Descriptions of the alternatives are taken from DOT project documents available at the department’s Web site.

· The Cooper Creek Alternative would follow the existing Sterling Highway alignment except for a 3.5-mile section through Cooper Landing. It would include replacing the Cooper Landing Bridge and the Schooner Bend Bridge.

At Snug Harbor Road, this alternative would turn south, climb a hillside for about a mile, then descend crossing Cooper Creek Canyon with a 650-foot bridge. McCulloch said that bridge would be a curving structure. This route would rejoin the existing highway at about Mile 51.3.

The existing portion between Mile 52 and Mile 58 would be upgraded to reduce curves, widen shoulders, improve sight distance, widen clear zones or place guardrails where the terrain won’t allow for sufficient widening. (Some degree of upgrades would be part of all the alternatives).

The cost of the Cooper Creek alternative is estimated at $40 million to $60 million. Public comments have included concerns about impacts to trails and private property, noise and a reduction of commerce in Cooper Landing. About 65 percent of the traffic would be moved out of the Cooper Landing community area by this alternative.

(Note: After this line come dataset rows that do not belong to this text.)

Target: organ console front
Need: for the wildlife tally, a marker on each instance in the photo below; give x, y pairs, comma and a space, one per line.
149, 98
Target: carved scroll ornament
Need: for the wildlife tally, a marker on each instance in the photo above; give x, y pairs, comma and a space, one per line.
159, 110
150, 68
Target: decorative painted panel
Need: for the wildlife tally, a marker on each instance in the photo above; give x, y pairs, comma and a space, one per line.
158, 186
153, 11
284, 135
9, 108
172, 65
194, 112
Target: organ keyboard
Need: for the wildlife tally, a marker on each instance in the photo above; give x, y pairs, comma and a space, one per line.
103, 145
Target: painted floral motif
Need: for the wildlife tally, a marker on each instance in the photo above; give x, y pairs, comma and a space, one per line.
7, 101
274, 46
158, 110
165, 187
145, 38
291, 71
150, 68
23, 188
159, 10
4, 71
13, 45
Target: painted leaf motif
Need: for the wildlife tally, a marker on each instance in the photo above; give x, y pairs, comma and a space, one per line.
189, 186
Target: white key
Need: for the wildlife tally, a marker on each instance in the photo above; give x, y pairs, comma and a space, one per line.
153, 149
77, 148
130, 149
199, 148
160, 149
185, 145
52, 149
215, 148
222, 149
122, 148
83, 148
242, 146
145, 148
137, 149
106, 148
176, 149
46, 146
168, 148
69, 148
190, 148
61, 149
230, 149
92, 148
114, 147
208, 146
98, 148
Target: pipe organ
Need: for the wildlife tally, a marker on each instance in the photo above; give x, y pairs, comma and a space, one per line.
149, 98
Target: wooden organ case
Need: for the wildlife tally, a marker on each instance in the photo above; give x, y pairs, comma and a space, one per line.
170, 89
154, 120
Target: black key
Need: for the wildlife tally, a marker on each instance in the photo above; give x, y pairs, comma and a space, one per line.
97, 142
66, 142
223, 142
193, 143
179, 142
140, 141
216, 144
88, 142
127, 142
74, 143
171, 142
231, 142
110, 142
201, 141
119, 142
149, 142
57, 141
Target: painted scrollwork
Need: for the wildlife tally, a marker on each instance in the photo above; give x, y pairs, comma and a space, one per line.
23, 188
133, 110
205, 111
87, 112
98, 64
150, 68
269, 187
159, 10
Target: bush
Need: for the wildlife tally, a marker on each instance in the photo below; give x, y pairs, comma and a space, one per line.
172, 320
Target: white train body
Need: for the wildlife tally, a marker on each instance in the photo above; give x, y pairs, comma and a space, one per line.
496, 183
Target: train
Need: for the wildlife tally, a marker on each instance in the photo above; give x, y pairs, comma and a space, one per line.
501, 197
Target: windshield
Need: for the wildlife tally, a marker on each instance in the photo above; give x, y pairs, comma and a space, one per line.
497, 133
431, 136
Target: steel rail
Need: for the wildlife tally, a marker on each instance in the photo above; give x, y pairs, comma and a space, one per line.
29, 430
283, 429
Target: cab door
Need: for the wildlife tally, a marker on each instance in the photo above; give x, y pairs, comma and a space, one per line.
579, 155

· The Juneau Creek “F” Wilderness Alternative would create a new corridor north of the existing roadway, DOT documents say. It would depart the existing corridor at Mile 46.3 and climb the hillside to Juneau Creek, crossing the Juneau Creek Canyon about a half mile below the falls with a 730-foot bridge. The road would reach a maximum elevation of 1,160 feet before dropping to the valley and rejoining the existing road at Mile 55.6 west of Sportsman’s Landing.

This alternative would require construction of nine miles of new road and a bridge at Juneau Creek and cost an estimated $74 million. It would require acquisition of four properties for rights of way and impact seven historic or archaeological sites. It also would cross Resurrection Pass Trail. Concerns have included visual impacts and impacts to wildlife, as well as those of moving traffic away from town.

· The “G” South Alternative also would use a new corridor north of the existing roadway between Miles 46.3 and 51.6. At 46.3 it would climb the hillside for about 2 miles and then traverse the south side of a small hill following the path of an existing logging road. It would climb again until it reached an elevation of 780 feet before descending to a 1,300-foot bridge across Juneau Creek Canyon. This alternative also would include a 500-foot bridge over the Kenai River.

It would entail 6 miles of new road and 7.5 miles of improvements and include three bridges (Juneau and Bean creeks and the Kenai River) and replacement of the Schooner Bend Bridge. Construction is estimated at $104 million.

Four properties would be needed for rights of way, and it would impact 17 historic or archaeological sites. Concerns include visual impacts, impacts to the river and wildlife habitats and the economic impacts of moving traffic out of Cooper Landing.

· The no-build alternative would leave the existing highway alone to be maintained as usual. Bridges would be replaced under the existing DOT replacement schedule, but within 20 years.

Reasons for not choosing the no-build alternative include the highly congested traffic patterns between May and September. Statistics show that as congestion increases, so do accidents, and the no-build alternative would lead to further congestion.

McCulloch said the terrain around Cooper Landing presents road engineers with many challenges. The river, town, environmental impacts and private as well as public property concerns are all important issues, she said.

“We are working pretty hard at it,” she said.